As the world's sixth largest economy with a sizable portion of its workforce moving to the middle class from lower-wage, lower-skilled positions, Brazil is in a position to learn from generations of pension evolution in other parts of the world.
The current workforce and pool of contributors exceeds beneficiaries by a factor of nearly 3-to-1. Inflation rates have been under control and within a target ceiling of 6.5% as established by the Brazilian central bank. Population has grown 115% in the past 40 years and provides ample pools of able-bodied workers (68% of the population is between 15 and 64 years of age, according to Brazilian Institute Of Geography and Statistics).

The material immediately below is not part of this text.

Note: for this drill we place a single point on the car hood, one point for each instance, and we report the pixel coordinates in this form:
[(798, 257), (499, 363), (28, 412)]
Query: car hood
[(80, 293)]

Other, broader economic factors are trending favorably and should provide for continued contributions into the country's $300 billion pension sector, according to ABRAPP.

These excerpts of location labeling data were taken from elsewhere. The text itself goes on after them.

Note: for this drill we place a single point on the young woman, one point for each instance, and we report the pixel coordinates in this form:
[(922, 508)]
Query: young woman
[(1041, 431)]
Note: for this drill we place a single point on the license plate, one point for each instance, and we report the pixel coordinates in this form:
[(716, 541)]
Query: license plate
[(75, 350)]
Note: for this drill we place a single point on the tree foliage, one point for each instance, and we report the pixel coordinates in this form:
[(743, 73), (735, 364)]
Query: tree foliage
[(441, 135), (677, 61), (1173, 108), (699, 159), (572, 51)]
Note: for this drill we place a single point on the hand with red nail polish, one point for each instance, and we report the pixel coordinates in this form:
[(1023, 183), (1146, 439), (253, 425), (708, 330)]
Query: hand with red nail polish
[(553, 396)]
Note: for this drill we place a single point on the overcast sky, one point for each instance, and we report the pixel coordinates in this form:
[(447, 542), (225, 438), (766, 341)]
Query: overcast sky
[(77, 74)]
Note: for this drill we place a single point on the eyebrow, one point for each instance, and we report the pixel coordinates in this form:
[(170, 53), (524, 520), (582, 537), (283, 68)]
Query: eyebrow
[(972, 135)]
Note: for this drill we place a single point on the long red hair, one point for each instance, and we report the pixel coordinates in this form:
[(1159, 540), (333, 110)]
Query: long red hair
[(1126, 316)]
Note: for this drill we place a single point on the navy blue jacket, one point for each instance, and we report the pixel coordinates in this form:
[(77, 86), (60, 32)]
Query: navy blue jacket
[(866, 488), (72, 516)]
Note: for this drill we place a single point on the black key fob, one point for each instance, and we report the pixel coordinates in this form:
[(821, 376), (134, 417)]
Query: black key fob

Although the country's pension system has the underpinnings of long-term success, the system is wrought with concerns. Brazilian pension systems are viewed as some of the most generous in the world, replacing 75% of average income, according to The Economist. The country spends approximately 13% of its GDP on pension benefits with 35 pensioners for every 100 workers (there are approximately 10 Brazilians over the age of 65 for every 100 between the ages of 15 and 64). Legacy rules, driven by a combination of years worked and age, allow workers to retire at earlier ages with higher benefits than equivalent plans in other developed nations. The average man in Brazil retires at 54 and the average woman retires at 52 – and all pensions must pay the minimum wage (currently about $4,100 per year, but expected to reach around $5,310 per year by 2015, according to the Rio Times). With average life expectancy up by nearly 15 years since 1970, future payouts have the potential to exceed plan resources and reforms will inevitably need to occur, according to a United Nations report.
The majority of these problems are policy driven. All workers might ultimately have to accept reduced benefits and later retirement ages. Younger workers might have to accept higher contribution rates. Employers might have to pay higher payroll taxes. Unfortunately, these issues may not be addressed for several years as they are debated and altered through the legislative process.